Ironically, “The Archives” advertisement on the Rolling Stone web page for “The Runaway General,” journalist Michael Hastings highly controversial feature on Gen. Stanley McChrystal, points to Cameron Crowe’s travelogue of a Led Zeppelin tour from the 1970s. It is ironic because Hastings piece reads so much like the screenplay of Crowe’s semi-autographical rock and roll road picture “Almost Famous.”
Hastings followed around McChrystal, head of the U.S. military mission in Afghanistan, and his staff for the better part of a week as they waited for the early May flight ban across Europe caused by the Icelandic volcano. Out of their element and forced to do the sort of cookie pushing, snake-eating special operators don’t much like doing, they cracked jokes, complained and were generally miserable in the company of a freelance reporter.
Again and again in Crowe’s film, actor Jason Lee, playing the lead singer of fictional 70s rock act Stillwater, less British, but no less excessive than Led Zep, refers to the young proto-Crowe as “the enemy,” and for good reason. To make the cover of the Rolling Stone represents rock star celebrity, but to make that cover also carries with it the baggage for being exposed as less than perfect, human — even fallible.

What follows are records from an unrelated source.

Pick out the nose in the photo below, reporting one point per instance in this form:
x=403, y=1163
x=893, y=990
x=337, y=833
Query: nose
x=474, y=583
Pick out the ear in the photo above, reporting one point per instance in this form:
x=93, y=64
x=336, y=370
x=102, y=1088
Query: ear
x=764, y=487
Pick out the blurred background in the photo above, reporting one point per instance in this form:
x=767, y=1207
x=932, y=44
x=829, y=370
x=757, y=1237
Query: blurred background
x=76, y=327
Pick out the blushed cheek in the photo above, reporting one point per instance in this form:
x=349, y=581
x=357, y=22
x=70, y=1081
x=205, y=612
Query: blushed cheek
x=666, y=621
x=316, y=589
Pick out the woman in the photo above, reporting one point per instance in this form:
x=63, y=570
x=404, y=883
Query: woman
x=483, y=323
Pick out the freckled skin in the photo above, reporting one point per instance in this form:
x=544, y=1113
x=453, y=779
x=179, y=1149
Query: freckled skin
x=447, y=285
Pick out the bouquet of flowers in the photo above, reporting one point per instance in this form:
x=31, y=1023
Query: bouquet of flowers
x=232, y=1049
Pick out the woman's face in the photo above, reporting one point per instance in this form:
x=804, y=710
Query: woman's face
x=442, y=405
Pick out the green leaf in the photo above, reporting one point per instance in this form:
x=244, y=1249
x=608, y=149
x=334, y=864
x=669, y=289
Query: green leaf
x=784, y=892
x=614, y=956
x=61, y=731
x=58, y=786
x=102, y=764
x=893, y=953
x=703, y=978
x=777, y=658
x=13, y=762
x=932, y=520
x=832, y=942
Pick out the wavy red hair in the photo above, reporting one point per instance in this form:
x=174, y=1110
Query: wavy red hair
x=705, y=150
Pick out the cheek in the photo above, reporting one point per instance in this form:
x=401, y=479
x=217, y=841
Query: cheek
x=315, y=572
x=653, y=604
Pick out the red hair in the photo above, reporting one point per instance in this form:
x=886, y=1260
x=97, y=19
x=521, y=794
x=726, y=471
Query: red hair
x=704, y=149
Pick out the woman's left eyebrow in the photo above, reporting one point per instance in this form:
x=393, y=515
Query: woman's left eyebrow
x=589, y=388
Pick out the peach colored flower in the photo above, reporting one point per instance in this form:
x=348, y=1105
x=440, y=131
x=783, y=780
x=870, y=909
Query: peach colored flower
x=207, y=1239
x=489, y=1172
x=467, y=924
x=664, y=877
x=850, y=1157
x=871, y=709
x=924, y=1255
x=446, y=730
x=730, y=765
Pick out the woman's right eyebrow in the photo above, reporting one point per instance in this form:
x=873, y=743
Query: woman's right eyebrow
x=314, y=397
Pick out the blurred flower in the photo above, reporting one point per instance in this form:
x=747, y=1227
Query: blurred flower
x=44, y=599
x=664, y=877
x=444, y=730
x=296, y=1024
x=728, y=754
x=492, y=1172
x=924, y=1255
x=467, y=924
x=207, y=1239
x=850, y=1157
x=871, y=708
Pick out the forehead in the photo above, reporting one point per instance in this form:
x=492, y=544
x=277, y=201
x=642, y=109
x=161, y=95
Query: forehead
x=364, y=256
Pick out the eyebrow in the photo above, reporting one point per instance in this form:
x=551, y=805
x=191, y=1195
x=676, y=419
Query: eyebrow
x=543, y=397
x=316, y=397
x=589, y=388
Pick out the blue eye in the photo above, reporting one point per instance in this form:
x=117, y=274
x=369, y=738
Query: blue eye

I wonder if, again and again, one of McChrystal’s staffers reminded his brother officers and staffers that Hastings (despite his time in Iraq and the loss of his would-be fiancée in a convoy ambush there) was “the enemy,” a journalist who could not be trusted to manage the image of Team McChrystal like a solid K Street communications firm might.
But there is an item of deeper concern here than just the PR worries of one four-star army general. The remarks of McChrystal’s staff (I really found little objectionable comment in the article from its subject himself) are of people displaying a profound disconnect with those who they serve. We are a nation at war, not just in Afghanistan and Iraq, but also at war with terrorism in general, drugs, in cyberspace and almost anything else important. Despite this, the national politics are viewed by those at the pointy end of the stick as so much silly, trivial posturing.

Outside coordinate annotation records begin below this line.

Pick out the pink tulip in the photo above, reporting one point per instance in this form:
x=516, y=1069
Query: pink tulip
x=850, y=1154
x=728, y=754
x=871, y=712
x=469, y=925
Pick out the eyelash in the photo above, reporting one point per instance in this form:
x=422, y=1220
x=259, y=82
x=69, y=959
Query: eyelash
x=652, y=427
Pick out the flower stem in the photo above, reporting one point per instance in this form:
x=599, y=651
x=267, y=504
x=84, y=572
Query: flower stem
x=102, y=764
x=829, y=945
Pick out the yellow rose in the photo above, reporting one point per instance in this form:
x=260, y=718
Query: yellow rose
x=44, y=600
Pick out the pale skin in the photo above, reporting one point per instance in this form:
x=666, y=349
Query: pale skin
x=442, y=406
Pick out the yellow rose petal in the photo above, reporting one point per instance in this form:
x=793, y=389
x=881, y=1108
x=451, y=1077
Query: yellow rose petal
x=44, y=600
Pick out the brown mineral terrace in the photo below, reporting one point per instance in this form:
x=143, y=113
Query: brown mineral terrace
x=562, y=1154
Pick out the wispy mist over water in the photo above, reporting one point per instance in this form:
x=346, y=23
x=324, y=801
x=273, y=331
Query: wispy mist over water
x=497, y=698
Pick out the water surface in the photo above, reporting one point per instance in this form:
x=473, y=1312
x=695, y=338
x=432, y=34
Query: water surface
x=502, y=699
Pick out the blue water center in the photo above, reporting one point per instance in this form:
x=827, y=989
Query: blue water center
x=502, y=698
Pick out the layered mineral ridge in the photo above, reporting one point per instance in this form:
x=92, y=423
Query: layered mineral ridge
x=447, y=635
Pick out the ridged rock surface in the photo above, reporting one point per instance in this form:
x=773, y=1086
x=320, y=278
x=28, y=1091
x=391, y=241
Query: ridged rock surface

While military service is not a requisite for executive office, our nation’s soldiers, who deal with life and death and the crushing day-to-day tragedy of counterinsurgency warfare, may see only absurdity in all the politics at home and for good reason. We expect our professional soldiers, who despite nine years of war in Afghanistan remain volunteers, to go into one of the world’s great hinterlands and sort out the problems for us, no matter how complicated.

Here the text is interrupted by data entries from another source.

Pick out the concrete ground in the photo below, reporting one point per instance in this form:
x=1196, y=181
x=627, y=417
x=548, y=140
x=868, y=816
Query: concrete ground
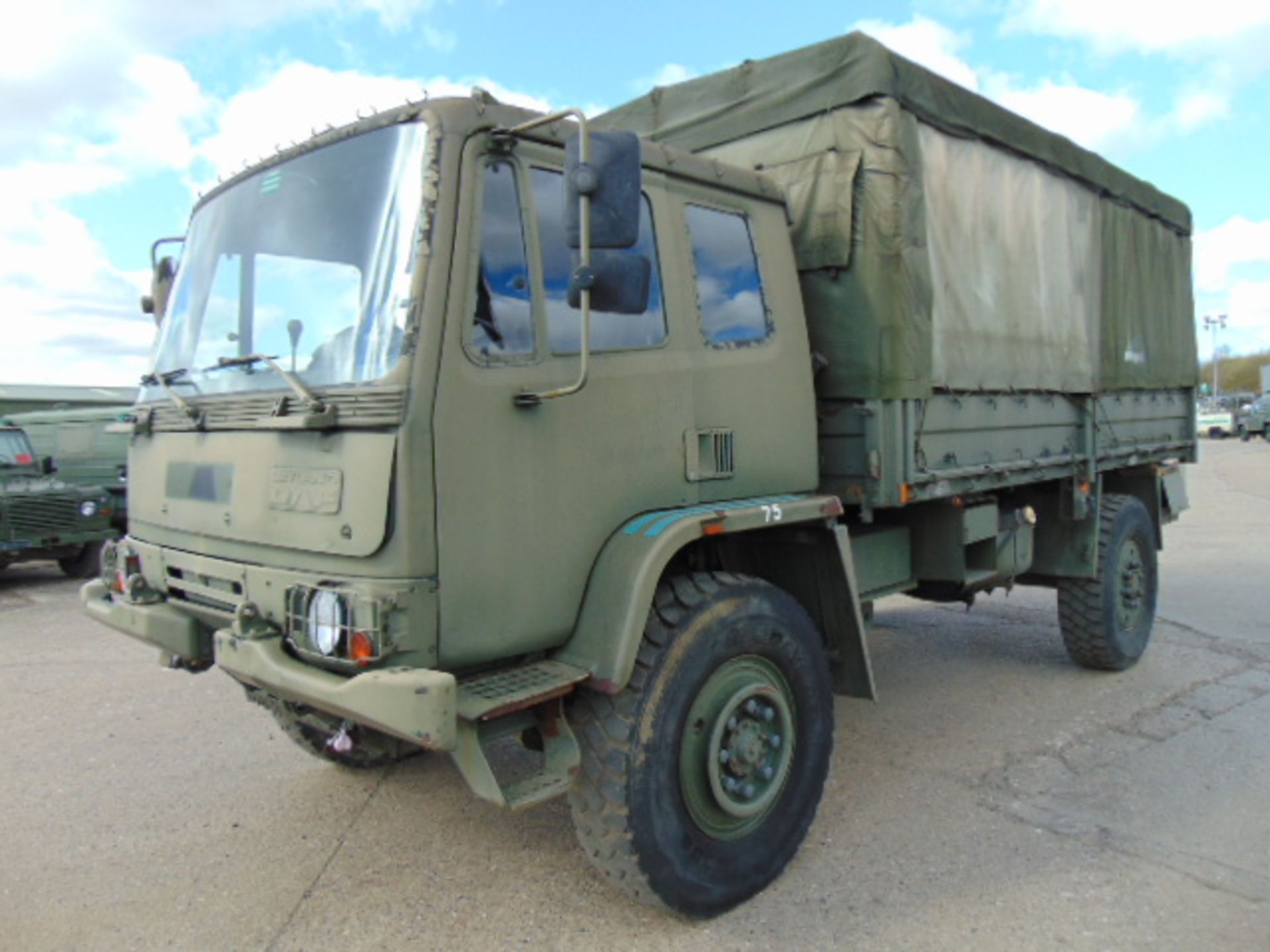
x=996, y=797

But this all reminds me of another adaptation to film — the deranged journalist, the far away war at the end of the Earth. It’s all coming into focus. Way up river, ah yes. Is McChrystal just our Kurtz?
Christopher Bronk is the Baker Institute fellow in technology, society and public policy. He previously served as a career diplomat with the U.S. Department of State on assignments both overseas and in Washington, D.C.